Tourists are apt to complain of the incivility of officials in Spain. I can only say that we travelled from Biarritz to Gibraltar, and encountered nothing but courtesy and kindness. We spoke a little Spanish, it is true, and had left England with a solemn compact never to get out of temper, which may, perhaps, in some degree account for such experience. And we always travelled in the first-class carriage reserved for ladies. I do not think English ladies would find second and third-class travelling pleasant, on account of the smoking.

Thus we travelled through the brown deserts of Old Castille to Madrid. Treeless, tawny, and interminable, anything more dreary than these same Spanish steppes cannot well be conceived. Yet there was contrast and colour for the artistic eye. There was mass after mass of cool, grey limestone against a bright blue sky; and when the sun set over the undulating table-lands, a weird, fiery, unimagined splendour not to be put into any words!

CHAPTER III.

THE GAIETY OF MADRID.—THE IMPERATIVENESS OF TEETOTALISM THERE.—THE QUEEN AND THE ROYAL BIRTHDAY.—ROADS AND RIVER-BANKS.—APROPOS OF BULLS.

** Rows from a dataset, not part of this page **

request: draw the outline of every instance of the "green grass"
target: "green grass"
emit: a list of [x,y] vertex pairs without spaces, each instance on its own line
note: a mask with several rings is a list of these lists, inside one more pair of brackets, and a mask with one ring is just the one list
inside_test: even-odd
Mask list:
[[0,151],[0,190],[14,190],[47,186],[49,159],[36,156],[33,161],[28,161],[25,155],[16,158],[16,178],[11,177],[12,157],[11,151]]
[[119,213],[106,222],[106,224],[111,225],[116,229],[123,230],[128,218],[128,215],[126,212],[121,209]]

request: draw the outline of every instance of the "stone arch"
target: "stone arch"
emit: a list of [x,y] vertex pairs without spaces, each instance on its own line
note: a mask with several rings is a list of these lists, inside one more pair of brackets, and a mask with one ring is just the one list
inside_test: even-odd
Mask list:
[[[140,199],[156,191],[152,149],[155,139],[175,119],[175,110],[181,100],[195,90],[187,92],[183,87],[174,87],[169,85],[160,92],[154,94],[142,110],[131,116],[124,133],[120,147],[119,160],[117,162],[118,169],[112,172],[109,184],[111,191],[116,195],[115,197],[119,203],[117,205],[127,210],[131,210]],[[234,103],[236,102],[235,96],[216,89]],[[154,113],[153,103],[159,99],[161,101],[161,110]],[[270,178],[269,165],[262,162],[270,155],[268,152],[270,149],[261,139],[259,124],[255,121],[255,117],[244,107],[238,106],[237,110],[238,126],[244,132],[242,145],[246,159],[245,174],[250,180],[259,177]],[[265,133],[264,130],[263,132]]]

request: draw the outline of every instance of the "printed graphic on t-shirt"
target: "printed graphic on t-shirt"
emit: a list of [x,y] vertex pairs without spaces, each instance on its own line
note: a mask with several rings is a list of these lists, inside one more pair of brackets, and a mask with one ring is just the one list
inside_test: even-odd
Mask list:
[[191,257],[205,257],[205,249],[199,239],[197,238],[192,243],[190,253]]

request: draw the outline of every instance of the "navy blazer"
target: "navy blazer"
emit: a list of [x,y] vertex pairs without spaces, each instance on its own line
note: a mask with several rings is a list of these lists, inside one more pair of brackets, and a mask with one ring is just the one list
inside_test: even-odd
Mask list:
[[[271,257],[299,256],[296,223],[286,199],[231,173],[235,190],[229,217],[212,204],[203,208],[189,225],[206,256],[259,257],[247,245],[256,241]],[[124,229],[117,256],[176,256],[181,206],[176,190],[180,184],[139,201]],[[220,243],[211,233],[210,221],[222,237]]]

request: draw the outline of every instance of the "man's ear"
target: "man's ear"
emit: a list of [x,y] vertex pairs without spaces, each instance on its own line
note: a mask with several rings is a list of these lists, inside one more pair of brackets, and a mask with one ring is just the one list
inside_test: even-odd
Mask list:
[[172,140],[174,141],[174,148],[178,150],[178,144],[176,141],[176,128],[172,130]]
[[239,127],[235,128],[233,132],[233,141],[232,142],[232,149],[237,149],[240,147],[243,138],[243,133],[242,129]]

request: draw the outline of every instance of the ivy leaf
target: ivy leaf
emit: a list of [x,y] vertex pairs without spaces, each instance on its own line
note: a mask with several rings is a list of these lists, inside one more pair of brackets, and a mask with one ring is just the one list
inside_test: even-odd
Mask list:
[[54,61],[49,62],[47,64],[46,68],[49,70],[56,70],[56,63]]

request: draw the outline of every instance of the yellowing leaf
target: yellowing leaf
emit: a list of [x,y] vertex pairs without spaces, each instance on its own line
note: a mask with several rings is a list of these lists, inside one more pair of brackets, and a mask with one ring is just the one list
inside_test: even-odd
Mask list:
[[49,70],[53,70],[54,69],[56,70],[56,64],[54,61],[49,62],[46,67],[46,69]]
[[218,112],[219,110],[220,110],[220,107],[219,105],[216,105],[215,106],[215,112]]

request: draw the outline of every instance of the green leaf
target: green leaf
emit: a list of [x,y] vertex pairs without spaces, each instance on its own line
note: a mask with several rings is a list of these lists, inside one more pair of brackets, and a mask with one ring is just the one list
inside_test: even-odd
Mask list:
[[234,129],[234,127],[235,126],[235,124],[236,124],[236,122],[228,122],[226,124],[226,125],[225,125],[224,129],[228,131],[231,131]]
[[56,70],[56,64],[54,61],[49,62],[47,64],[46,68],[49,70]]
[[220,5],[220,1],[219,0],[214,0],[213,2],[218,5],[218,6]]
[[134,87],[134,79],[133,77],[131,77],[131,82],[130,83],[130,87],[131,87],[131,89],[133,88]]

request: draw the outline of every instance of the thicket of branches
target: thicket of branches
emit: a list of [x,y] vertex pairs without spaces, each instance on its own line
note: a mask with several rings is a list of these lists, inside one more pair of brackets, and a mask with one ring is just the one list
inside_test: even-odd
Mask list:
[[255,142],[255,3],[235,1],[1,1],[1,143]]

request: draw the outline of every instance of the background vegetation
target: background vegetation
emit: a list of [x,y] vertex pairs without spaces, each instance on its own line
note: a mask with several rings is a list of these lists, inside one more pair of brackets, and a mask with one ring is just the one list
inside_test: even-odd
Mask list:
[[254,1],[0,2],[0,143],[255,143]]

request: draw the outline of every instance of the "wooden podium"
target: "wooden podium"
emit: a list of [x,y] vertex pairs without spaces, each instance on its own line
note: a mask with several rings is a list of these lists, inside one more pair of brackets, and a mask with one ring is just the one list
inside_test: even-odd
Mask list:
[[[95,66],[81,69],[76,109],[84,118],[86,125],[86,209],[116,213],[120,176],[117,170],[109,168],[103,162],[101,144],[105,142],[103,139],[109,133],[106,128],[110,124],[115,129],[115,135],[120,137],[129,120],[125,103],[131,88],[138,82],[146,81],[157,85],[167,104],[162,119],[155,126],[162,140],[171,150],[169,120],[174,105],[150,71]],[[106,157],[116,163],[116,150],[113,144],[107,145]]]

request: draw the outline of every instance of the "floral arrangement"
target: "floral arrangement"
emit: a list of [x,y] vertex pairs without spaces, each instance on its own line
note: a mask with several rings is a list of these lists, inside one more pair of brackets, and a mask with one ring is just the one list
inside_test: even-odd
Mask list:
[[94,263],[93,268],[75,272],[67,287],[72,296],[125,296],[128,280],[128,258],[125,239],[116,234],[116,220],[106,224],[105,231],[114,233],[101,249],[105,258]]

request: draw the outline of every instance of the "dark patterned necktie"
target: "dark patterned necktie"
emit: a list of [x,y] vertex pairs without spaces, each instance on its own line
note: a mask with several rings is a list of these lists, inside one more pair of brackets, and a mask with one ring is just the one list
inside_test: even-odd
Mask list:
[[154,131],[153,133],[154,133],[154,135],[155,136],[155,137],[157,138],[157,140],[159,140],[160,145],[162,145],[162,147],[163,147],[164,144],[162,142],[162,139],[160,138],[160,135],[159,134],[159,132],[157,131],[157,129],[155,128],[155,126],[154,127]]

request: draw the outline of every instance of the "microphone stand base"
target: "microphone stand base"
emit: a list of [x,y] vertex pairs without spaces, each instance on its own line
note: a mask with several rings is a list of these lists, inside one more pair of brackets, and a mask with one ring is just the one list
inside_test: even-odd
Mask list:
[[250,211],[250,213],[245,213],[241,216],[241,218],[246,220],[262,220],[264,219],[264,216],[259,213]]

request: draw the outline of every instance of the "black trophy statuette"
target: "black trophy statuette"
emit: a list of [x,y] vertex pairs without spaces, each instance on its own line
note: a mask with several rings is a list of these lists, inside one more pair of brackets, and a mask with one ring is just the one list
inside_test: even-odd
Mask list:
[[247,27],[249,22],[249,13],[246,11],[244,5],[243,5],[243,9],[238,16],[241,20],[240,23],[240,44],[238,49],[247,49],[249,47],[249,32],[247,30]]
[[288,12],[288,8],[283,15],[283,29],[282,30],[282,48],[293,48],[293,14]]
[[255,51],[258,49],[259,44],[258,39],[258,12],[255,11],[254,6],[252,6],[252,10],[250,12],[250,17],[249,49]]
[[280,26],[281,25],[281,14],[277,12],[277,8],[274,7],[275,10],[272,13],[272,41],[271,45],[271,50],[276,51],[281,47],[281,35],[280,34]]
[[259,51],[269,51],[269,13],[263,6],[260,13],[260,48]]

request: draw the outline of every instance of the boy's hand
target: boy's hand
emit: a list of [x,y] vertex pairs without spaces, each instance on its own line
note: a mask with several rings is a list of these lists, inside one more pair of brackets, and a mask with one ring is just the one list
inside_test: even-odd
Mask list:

HERE is no more stir at the railway-station of Madrid than at that of Tunbridge Wells or Chelmsford; and as you rattle along the quiet streets, you ask yourself—Can this be the capital of so many great kingdoms? It is the fashion to represent Madrid as a dreary place, but, on the contrary, its first aspect is eminently cheerful. The streets are light and airy, the sky is generally without a cloud, and the population is a gay and unique one. I suppose Madrid is the only capital in Europe where the upper classes can be said to cling to anything like costume, for certainly the long cloaks of the men, and the mantillas and fans of the ladies, do merit the name of costume still. In Spain it is possible for a man to be dainty about his dress, since every cloak can be lined in different styles of luxury, with silk, with velvet, with fur, or with brocade. The upper cape of the cloak is thrown over the left shoulder in such a manner as to expose the lining; and as you walk along the streets, you are lost in admiration of a dress so graceful, and think regretfully of the orthodox great-coat worn in London, when a little colour would be so pleasant to the eye. Put a Spanish cloak upon every man in Fleet Street and Piccadilly, and how the bits of creamy fur, of crimson silk, of purple velvet, of gold brocade, would enliven these sober thoroughfares! But the Madrilenians are not a majestic race, though so majestically equipped. Diminutive in size, sallow, shaven like monks, one never dreams of calling the men handsome. At the same time they have, for the most part, beautiful features and fine eyes. The ladies, tripping about fan in hand, are pretty; but, like the men, frail-looking and without dignity. Treacherous as is the climate, they go about bare-necked, bare-headed, and with only a fan to shade them from a dangerous sun. Yet one sees the same thing everywhere—whilst the women wear tight-fitting clothes, and expose themselves to wind and sun, the men are wrapped up like Arabs in the easiest, most sensible dress possible. In England we are growing wiser, and we no longer kill our young girls by making them wear tight stays, thin shoes, and back-boards; but in Madrid—I suppose one of the unhealthiest places in the world—it never seems to enter into any one’s head that what is dangerous to a man is doubly so to a woman.